Nicholas Sprayregen, the owner of Tuck-It-Away self storage in Harlem, has been fighting Columbia University since 2004, when Columbia announced that it wanted to expand into the space where four of his self-storage facilities are located. The university at first tried to buy the properties from Sprayregen, but he refused. "Before long, the offer changed," explains Sprayregen. "'If you don't sell, you'll face condemnation.' I looked on that as offensive, coming from an institution as large and powerful as Columbia." Sprayregen tried to swap land with the university instead, offering to trade his Tuck-It-Away buildings on one side of Broadway for some parcels of Columbia's property on the other side of the street. The university did not agree. 
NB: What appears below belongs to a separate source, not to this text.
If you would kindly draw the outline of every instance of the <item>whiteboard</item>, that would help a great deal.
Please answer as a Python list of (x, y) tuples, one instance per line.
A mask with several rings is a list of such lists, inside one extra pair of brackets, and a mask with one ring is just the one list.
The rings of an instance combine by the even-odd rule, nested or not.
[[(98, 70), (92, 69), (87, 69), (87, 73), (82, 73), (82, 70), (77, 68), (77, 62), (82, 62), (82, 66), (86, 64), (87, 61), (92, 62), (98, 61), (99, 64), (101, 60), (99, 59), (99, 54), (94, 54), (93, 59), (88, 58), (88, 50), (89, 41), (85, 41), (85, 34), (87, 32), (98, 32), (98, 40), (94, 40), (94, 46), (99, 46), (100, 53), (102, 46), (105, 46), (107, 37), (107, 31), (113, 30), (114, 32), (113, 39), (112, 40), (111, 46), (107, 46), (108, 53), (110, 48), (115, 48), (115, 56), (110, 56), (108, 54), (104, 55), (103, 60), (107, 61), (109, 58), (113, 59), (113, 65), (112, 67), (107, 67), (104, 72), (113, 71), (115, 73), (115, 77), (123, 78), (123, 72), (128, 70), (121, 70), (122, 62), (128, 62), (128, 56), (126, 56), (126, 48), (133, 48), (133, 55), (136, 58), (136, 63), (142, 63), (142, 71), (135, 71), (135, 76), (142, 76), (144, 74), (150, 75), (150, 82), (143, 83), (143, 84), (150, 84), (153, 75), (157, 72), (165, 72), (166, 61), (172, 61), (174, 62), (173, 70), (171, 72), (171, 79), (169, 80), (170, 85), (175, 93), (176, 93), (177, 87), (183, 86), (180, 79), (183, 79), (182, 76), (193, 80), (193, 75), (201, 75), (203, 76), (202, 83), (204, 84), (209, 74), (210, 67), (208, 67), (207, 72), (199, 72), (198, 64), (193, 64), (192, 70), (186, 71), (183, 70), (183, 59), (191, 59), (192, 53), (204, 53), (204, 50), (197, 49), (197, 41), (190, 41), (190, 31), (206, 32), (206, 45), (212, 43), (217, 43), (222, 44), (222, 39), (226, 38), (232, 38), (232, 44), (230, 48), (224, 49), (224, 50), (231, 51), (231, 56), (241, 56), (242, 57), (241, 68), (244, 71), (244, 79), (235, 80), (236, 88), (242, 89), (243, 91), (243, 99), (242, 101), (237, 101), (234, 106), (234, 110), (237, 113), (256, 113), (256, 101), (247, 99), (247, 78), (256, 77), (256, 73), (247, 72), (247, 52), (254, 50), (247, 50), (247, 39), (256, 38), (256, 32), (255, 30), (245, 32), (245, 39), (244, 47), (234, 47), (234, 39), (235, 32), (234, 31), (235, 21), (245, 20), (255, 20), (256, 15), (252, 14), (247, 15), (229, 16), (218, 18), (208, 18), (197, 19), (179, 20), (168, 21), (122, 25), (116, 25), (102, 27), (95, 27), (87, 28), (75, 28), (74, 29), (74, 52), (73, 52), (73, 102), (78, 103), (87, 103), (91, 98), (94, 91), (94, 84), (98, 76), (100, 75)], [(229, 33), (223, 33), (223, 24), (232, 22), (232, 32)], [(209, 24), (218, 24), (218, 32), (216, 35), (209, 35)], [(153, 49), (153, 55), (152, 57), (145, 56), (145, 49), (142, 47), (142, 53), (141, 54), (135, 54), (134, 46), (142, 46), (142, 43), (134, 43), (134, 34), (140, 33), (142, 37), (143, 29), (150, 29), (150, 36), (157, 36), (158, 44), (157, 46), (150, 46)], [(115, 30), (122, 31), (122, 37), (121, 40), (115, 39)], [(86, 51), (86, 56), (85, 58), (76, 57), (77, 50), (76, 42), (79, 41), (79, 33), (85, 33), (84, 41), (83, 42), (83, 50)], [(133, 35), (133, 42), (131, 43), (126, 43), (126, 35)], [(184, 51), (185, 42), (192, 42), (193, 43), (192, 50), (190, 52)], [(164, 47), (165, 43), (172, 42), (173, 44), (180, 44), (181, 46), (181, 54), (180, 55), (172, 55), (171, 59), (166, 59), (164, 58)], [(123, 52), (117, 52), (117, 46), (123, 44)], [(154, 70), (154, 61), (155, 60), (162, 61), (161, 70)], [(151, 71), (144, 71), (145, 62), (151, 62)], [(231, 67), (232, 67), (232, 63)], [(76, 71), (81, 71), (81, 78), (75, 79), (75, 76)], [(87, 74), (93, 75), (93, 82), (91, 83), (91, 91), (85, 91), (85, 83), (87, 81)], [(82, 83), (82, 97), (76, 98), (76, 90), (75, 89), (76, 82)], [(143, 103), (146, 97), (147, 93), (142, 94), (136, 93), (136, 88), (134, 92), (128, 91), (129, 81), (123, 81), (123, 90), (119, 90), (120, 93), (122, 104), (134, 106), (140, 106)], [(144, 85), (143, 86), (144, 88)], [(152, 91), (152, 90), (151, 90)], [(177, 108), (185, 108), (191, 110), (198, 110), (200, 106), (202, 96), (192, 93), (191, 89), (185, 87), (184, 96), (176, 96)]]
Then Columbia tried to annex the property using the power of eminent domain, in which a public entity can force private property owners to sell their property so that the space can be used for the good of the public. Sprayregen decided to fight back. He filed a lawsuit in January 2009, not expecting to win. He lost his case in the Court of Appeals in November. But then the case moved to the Appellate Division of the State Supreme Court in Manhattan, and Sprayregen, who says that Tuck-It-Away has so far spent $2 million in the fight against the Columbia expansion, won. The Court ruled that no public purpose or blight could justify condemning Tuck-It-Away's buildings. But many New York lawyers expect the appeals court ruling, which was very strongly worded, to be overturned. The court called Columbia "a private elite institution" that could not claim a civic purpose for its expansion, and called Columbia's arguments "mere sophistry." Some observers speculate that the case could end up before the United States Supreme Court. 

This month, Sprayregen continued the battle at a public hearing in Harlem. Speakers on both sides of the issue attended. Sprayregen has hired Norman Siegel, a former New York Civil Liberties Union executive director, to represent Tuck-It-Away. Siegel called eminent domain reform "the civil rights issue of the 21st century." But Kathryn Wilde, the chief executive for Partnership for New York City, disagreed. "I think it's frightening," she said, "because there are few more important investments in our city's future than that which Columbia is making." Advocates of the Columbia project argued that the Tuck-It-Away properties are vital to Columbia's project, because 16 of the new buildings are intended to be connected underground -- right through the Tuck-It-Away property. "If the basement can't be connected," argued Columbia executive vice president Maxine Griffith, "I don't see how we can proceed." 

Whatever the outcome of the current case, it is likely that New York will be revising its eminent domain laws in response. New York City Law Department deputy chief Lisa Bova-Hiatt commented that although the city supports Columbia, it would not be opposed to changing the eminent domain law, if the changes were "thoughtful." State Senator Bill Perkins, a Harlem Democrat whose district includes the Tuck-It-Away buildings, was one of the hearing's strongest advocates for changing the current eminent domain law. "Eminent domain is like a gun to people's heads," he argued.